Pregnant and post-partum women have a 20-fold increase in the incidence of invasive group A Streptococcus (GAS) infections compared with non-pregnant women, with this mostly being attributable to infections that originate in the reproductive tract ante- or post-partum (aka puerperal infections). Decades of epidemiological data have identified that serotype M28 GAS isolates, for undefined reasons, are non-randomly associated with puerperal infections. The goal of the proposed research is to characterize the function and transfer of a 36.3 kb genomic island, termed the ?region of difference 2? (RD2), with regard to the enhanced ability of serotype M28 GAS isolates to cause puerperal infections. This research will be of interest to the infectious diseases community because of the following observations. First, RD2 is distributed in the GAS population along serotype-specific lines, being present in all serotype M28 GAS strains but absent from most other serotypes. Second, sequence analysis of RD2 is consistent with this element being horizontally transferred into GAS from group B Streptococci (GBS), an important finding given that GBS are a common constituent of the vaginal microflora. Third, RD2-like elements are also present in other pathogens (e.g. group C and G Streptococci), expanding the relevance of the insights gained.
Specific Aim 1 : Assess the role of the GAS hyaluronic acid capsule in the function and transfer of the RD2 element. We have identified that the RD2 element enhances the ability of serotype M28 GAS to adhere to human vaginal epithelial cell lines and to colonize the female reproductive tract. Given the phenotype- altering consequences of harboring RD2 we believe it prudent to assess factors responsible for the transfer and function of this element in the GAS population. We will test the hypothesis that, by masking the GAS cell surface, the hyaluronic acid capsule inhibits both the cell-to-cell transfer and phenotype-altering activity of RD2. This hypothesis is supported by the recent finding that serotype M28 isolates are acapsular.

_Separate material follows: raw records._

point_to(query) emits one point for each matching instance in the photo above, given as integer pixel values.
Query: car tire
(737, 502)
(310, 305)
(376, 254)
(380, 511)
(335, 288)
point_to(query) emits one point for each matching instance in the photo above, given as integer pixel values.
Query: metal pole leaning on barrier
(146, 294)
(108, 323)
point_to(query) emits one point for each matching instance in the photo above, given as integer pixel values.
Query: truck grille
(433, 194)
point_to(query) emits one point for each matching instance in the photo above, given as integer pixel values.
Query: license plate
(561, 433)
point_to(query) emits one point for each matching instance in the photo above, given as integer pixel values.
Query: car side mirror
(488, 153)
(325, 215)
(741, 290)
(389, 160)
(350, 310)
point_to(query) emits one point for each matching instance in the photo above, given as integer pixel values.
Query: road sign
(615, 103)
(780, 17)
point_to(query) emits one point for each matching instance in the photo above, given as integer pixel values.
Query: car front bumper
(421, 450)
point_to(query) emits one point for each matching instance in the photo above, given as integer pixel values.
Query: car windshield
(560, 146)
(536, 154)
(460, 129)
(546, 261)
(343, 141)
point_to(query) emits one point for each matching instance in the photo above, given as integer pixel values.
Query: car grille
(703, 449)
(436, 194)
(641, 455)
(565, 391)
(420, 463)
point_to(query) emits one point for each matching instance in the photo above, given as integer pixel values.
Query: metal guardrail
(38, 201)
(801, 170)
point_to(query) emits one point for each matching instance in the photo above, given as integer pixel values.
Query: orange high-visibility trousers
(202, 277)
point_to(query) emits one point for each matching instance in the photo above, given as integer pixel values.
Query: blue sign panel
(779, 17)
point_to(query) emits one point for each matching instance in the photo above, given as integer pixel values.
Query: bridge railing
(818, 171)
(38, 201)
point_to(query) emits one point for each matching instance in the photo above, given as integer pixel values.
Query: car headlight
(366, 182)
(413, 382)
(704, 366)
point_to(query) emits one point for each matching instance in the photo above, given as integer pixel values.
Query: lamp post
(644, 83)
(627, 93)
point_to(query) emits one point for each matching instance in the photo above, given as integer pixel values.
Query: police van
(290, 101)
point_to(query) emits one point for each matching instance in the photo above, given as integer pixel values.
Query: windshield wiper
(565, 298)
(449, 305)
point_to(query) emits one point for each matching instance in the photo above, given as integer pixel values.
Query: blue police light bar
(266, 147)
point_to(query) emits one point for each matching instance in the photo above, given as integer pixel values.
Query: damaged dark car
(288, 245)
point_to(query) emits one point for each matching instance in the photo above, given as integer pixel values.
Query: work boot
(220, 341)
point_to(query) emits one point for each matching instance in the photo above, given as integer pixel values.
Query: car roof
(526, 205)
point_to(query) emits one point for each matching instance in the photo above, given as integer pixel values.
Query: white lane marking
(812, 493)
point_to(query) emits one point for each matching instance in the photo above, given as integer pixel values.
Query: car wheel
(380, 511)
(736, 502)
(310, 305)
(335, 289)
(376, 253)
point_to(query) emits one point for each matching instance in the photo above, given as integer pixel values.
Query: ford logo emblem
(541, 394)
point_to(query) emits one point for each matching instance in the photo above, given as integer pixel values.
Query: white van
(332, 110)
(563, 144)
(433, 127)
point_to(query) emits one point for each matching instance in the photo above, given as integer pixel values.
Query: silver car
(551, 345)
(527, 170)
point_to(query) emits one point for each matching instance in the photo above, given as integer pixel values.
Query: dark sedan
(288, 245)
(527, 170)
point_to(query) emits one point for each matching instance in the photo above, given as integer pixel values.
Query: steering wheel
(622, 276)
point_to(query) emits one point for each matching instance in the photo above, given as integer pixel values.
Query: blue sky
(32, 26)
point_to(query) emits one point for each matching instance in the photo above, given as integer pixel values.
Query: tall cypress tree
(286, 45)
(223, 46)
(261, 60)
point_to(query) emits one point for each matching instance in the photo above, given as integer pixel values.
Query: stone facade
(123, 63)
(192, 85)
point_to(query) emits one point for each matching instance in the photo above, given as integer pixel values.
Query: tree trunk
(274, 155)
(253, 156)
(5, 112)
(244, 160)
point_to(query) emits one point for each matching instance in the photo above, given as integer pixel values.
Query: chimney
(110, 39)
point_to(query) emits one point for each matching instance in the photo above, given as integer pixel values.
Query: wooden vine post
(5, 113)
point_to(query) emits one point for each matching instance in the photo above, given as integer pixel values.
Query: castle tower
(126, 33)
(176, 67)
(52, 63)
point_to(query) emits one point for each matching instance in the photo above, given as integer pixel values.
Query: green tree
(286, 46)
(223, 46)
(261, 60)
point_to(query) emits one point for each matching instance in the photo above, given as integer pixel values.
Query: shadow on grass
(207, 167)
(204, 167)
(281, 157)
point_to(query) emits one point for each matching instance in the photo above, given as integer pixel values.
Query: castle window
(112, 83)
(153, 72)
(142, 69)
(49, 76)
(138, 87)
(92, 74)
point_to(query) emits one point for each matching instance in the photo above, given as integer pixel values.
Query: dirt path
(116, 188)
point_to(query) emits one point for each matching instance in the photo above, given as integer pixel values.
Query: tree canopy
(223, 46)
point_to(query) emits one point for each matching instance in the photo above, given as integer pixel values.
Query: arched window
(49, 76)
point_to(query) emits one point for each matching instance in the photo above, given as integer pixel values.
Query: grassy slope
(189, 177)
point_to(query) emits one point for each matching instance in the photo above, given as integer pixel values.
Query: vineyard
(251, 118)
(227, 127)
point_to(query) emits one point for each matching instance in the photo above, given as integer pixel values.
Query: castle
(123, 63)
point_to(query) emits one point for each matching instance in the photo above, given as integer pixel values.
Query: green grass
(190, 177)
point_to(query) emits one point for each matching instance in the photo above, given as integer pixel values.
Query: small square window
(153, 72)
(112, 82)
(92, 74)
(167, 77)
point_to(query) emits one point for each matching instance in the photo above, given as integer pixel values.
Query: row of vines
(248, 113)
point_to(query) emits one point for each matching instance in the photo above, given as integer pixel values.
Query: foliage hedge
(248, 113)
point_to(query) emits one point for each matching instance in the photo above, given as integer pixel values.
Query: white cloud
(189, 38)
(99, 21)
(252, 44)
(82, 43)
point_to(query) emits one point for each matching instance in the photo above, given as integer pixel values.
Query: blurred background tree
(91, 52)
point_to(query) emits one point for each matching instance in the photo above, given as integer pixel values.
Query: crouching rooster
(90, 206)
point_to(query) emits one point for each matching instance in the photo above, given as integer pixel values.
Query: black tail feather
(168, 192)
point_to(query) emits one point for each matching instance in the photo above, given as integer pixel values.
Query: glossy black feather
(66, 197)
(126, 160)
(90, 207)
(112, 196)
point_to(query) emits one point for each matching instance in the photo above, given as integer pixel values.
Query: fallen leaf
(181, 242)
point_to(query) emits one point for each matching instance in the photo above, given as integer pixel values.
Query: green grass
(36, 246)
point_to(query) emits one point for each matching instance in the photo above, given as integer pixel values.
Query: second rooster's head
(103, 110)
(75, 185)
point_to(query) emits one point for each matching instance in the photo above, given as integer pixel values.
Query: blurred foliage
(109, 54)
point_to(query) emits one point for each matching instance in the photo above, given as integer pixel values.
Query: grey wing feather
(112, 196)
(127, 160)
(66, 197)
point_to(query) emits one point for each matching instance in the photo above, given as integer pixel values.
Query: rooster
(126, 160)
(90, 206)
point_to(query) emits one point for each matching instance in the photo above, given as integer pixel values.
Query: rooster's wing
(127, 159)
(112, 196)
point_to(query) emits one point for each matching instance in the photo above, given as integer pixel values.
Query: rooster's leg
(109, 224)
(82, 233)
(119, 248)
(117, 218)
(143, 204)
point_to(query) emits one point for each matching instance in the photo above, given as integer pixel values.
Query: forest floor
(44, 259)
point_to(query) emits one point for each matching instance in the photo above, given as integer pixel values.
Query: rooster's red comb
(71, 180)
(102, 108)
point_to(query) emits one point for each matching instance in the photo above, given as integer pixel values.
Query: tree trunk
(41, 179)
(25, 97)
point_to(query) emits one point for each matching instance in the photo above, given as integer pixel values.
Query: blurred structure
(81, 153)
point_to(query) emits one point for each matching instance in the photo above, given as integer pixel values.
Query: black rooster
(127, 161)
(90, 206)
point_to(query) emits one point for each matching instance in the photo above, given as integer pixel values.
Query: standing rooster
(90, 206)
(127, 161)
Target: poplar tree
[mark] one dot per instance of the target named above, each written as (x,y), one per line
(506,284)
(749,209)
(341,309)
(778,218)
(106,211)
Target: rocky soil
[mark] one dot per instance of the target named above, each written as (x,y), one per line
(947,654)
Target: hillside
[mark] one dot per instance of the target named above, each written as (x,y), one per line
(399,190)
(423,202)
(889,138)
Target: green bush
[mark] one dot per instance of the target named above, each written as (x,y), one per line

Specific Aim 2 : Determine whether RD2 promotes invasive GAS disease and identify the molecular basis behind the RD2-mediated remodeling of transcript levels. In the first part of this aim, we will test the hypothesis that the RD2 element promotes invasive GAS disease in addition to promoting host colonization. In the second part of this aim, we will test the hypothesis that the activity of RD2-encoded transcriptional and post-transcriptional regulators are behind our finding that transcripts from 108 core chromosomal genes (i.e. genes located outside of RD2) are altered in their abundance in the presence of RD2. Completion of this proposal will advance our understanding of strain emergence and phenotypic heterogeneity in a prevalent Gram-positive pathogen. Specifically, the data would inform on the intimate relationship between RD2 and GAS isolates, providing a link between GAS gene content/expression and clinical observations (i.e. the enhanced ability to cause severe puerperal infections).
The most common cause of severe maternal puerperal infections and death worldwide is the group A Streptococcus (GAS), and epidemiological data has shown that serotype M28 GAS isolates are non-randomly associated with such infections. The genomes of serotype M28 GAS isolates harbor a pathogenicity island, of apparent group B Streptococcus (GBS) origin, which we have found promotes the ability of GAS to colonize the female reproductive tract. In this proposal we aim to investigate the function and cell-to-cell transfer of this pathogenicity island, with the resultant data being informative with regard to the association of M28 isolates with puerperal infections as well as to the overall emergence of GAS strains with novel disease characteristics.